Of great interest is the slightly higher cord venous plasma sulfate level in female babies when compared to males. Cord venous blood flows from the placenta to the fetus and therefore its composition reflects the supply of analytes derived from the maternal circulation. Accordingly, our data reflects a higher net sulfate transport through the maternal-fetal barrier for female babies when compared to males. The SLC13A4 sulfate transporter is localised to the syncytiotrophoblast layer of human placenta where it is proposed to be mediating sulfate supply from mother to fetus [23]. Male and female babies have similar placental SLC13A4 levels [23], suggesting that SLC13A4 is unlikely to be the cause of higher plasma sulfate levels in female babies. In a previous study, we reported that another placental sulfate transporter, SLC26A2, is more abundant in cytotrophoblasts of male babies when compared to female babies [23]. This gender difference for placental SLC26A2 expression suggests a higher sulfate requirement in cytotrophoblasts of male babies, which may potentially limit sulfate supply to the male fetus. In addition, the present study also shows a more rapid decline in maternal FEI sulfate (i.e. increasing renal sulfate reabsorption) during pregnancy when the fetus is female. This latter finding may suggest a maternal contribution to the increased cord plasma sulfate levels for female babies.
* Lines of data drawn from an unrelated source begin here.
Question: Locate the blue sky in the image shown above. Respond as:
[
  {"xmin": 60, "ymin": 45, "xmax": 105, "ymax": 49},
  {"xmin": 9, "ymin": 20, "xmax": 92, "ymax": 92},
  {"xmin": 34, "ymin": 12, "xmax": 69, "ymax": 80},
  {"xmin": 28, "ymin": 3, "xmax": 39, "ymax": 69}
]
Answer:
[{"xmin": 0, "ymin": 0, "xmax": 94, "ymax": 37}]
Interestingly, we show a negative correlation for FEI sulfate with gravidity and parity in the cohort of women at 30-37 weeks gestation. This finding suggests that increased sulfate reabsorption in late gestation (i.e. lower FEI sulfate values) is more prevalent for those women with the highest number of previous pregnancies and births. This finding may be relevant to our animal studies that showed increased renal sulfate reabsorption in late gestation is important for maintaining normal pregnancy and high fecundity [25]. Since the present study excluded data from women when major congenital abnormality and fetal death occurred, we are unable to determine whether high FEI sulfate and low plasma sulfate levels lead to perturbed fetal development and/or fetal loss. However, that will be the next phase of our work.

Further studies are warranted to explore the physiological roles of sulfate in pregnancy; the differences observed in FEI sulfate levels at 30-37 weeks gestation in mothers with increasing gravidity and parity and female infants; the gender differences noted in cord plasma sulfate levels; and whether low maternal sulfate levels lead to perturbed fetal development.

Conclusions

We provide the first set of reference intervals for maternal plasma sulfate and FEI sulfate in early and late gestation, and for term venous cord plasma sulfate, using a validated sulfate test. Our findings show increased maternal plasma sulfate levels in pregnancy with levels peaking within 30-37 weeks gestation. This increased sulfatemia is inversely correlated to fractional urinary sulfate excretion, indicating the contribution of the maternal kidneys to maintaining high circulating sulfate levels in human gestation. Our data also show higher term venous cord plasma sulfate levels for female babies when compared to male babies. Collectively, this study provides reference data for future clinical studies of sulfate levels in human gestation, and warrants investigation into the consequences of abnormal plasma sulfate levels in mother and child.